Le Conseil accorde aussi une large place aux collectivités "qui sont au cœur de la gestion des espaces et des modes de transport". "Une politique locale des transports, d'urbanisme doit faire des offres de déplacements en fonction de son propre territoire", a expliqué à la presse le rapporteur du Cese Patrick Bailly, mardi 23 octobre.

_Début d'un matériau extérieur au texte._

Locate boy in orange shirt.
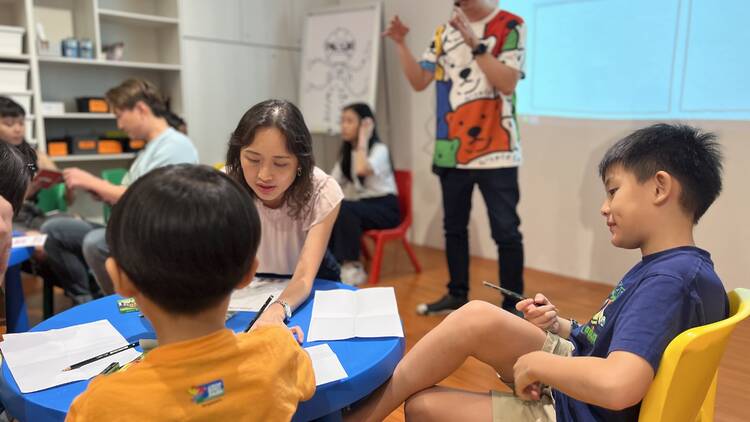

Ces recommandations interviennent dans une semaine cruciale pour l'industrie automobile française : confirmation du rapprochement entre PSA et Opel, négociations entre l'Etat et PSA sur les contreparties sociales à la garantie publique de 7 milliards d'euros sur trois ans accordée à la filiale bancaire du groupe (BPF). Depuis le plan automobile de juillet, le gouvernement donne l'impression d'avancer à tâtons et ne peut que "regretter" aujourd'hui la décision de Bruxelles. Au moment où un accord de libre-échange annoncé comme l'un des plus importants de ce type est en préparation avec le Japon, le gouvernement lancera une consultation "dans les tout prochains jours", auprès de tous les acteurs concernés, sur les conditions nécessaires à l'ouverture des négociations. "Une part décisive de l'avenir de l'automobile française se joue assurément au sein de l'espace européen", confirme Patrick Bailly. "L'aéronautique - qui ne représente qu'environ la moitié de l'automobile en R&D - capte cinq fois plus d'aides européennes", remarque-t-il. Le rapporteur encourage une remise à niveau des sites d'Europe de l'Ouest mais prévient que "ni l'Allemagne, ni les Pays d'Europe centrale et orientale (Peco) qui défendront leurs nouveaux investisseurs, ne facileteront" cette option.